El Haj: “Too Little Hope, Not Enough Gloom” (Balkinization Symposium on Election Meltdown)

Tabatha Abu el-Haj:

Election Meltdown: Dirty Tricks, Distrust, and the Threat to American Democracy is an accessible, engaging read that synthesizes the stories Rick Hasen systematically collects on his invaluable blog into a graphic depiction of the stresses on our electoral systems. The most significant include: insidious allegations of voter fraud to provide cover for voter suppression; pockets of incompetence in election administration, including in critical swing states; and hacking and misinformation—the political “dirty tricks” of the digital age. Under the pressure of intensifying political polarization, these three phenomena fuel the most serious threat of all: incendiary rhetoric about “stolen elections.” This rhetoric, which has spread to the Democratic Party, Hasen worries is undermining the bedrock democratic commitment to peaceful transitions of power. Not surprisingly, Hasen devotes considerable space to condemning not only those who undermine the public’s faith in the integrity of our electoral system through the spread of fabricated claims about in-person and non-citizen voter fraud but also those who make reckless assertions of “stolen elections.”                                                                 

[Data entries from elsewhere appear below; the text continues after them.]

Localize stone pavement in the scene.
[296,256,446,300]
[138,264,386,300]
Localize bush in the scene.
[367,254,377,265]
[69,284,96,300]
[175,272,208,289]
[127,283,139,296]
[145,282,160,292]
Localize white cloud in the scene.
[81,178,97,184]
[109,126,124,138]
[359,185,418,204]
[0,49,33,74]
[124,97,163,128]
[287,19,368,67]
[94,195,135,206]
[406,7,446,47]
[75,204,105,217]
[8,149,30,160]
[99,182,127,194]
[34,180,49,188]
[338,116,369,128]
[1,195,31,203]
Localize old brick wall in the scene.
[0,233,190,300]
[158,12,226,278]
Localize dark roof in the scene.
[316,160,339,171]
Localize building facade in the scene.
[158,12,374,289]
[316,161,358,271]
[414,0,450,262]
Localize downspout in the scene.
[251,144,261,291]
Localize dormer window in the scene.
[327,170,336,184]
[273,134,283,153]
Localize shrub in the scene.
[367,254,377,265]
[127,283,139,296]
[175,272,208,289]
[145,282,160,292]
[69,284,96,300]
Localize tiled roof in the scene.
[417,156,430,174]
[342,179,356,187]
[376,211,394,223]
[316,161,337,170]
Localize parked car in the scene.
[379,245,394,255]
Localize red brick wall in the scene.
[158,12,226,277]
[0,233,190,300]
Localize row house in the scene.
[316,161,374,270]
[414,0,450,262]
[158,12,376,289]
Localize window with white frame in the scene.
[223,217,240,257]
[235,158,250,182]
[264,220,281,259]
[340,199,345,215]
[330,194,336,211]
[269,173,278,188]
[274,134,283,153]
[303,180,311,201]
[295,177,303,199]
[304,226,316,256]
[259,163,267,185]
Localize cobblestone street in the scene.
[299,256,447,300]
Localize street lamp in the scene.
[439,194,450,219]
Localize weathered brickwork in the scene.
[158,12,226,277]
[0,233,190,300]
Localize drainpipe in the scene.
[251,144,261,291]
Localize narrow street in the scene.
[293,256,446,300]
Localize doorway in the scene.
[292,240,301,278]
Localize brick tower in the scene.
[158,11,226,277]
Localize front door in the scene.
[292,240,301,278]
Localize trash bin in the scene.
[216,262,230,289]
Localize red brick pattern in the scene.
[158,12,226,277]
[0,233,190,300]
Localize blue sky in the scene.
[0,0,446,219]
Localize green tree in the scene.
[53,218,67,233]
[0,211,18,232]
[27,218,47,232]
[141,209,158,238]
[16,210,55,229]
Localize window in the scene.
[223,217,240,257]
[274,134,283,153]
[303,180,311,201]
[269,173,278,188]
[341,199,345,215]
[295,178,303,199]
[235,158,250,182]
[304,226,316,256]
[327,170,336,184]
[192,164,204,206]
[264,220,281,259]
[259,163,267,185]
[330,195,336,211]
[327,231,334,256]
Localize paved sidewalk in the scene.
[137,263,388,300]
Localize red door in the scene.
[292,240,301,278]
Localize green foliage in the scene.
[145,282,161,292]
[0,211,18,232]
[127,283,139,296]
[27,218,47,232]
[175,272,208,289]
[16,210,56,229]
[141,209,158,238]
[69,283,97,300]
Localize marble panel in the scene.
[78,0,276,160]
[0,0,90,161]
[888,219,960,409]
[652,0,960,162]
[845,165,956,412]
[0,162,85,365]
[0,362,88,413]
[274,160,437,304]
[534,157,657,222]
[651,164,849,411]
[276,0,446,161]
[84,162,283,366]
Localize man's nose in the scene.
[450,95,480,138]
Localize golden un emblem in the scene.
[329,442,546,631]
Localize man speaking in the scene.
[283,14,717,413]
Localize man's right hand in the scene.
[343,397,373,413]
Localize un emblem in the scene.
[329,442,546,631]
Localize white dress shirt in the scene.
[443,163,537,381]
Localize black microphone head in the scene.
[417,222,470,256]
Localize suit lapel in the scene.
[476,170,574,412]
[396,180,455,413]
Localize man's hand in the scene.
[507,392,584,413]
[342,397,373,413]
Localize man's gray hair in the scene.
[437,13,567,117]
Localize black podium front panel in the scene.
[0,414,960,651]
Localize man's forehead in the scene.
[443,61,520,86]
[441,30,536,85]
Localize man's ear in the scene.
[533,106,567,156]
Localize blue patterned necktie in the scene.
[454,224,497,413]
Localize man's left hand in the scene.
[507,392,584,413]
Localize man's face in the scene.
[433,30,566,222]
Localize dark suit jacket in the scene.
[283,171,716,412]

Election Meltdown, thus, invites all of us to reflect on the long-term health of American democracy. By writing in a straightforward and vivid manner that is welcoming to those outside the legal academy, Hasen invites a wider audience to reflect on the norms that support the democratic institutions Americans have long taken for granted and the role civil society will ultimately have to play to secure the future of those institutions. In a passage emphasizing how norms, such as the commitment to peaceful transitions between elections, critically support democracies, Hasen writes, “We have to act now to take steps so that the next time there is a razor-thin election—and there will be one, sooner or later—our civil society is strong enough to withstand foreign and domestic efforts to tear us apart.” In this way, Hasen has done more than simply record the specific and cumulative risks of an election meltdown in 2020.


Still, for all that commends it, Election Meltdown suffers from both too little hope, and not enough gloom.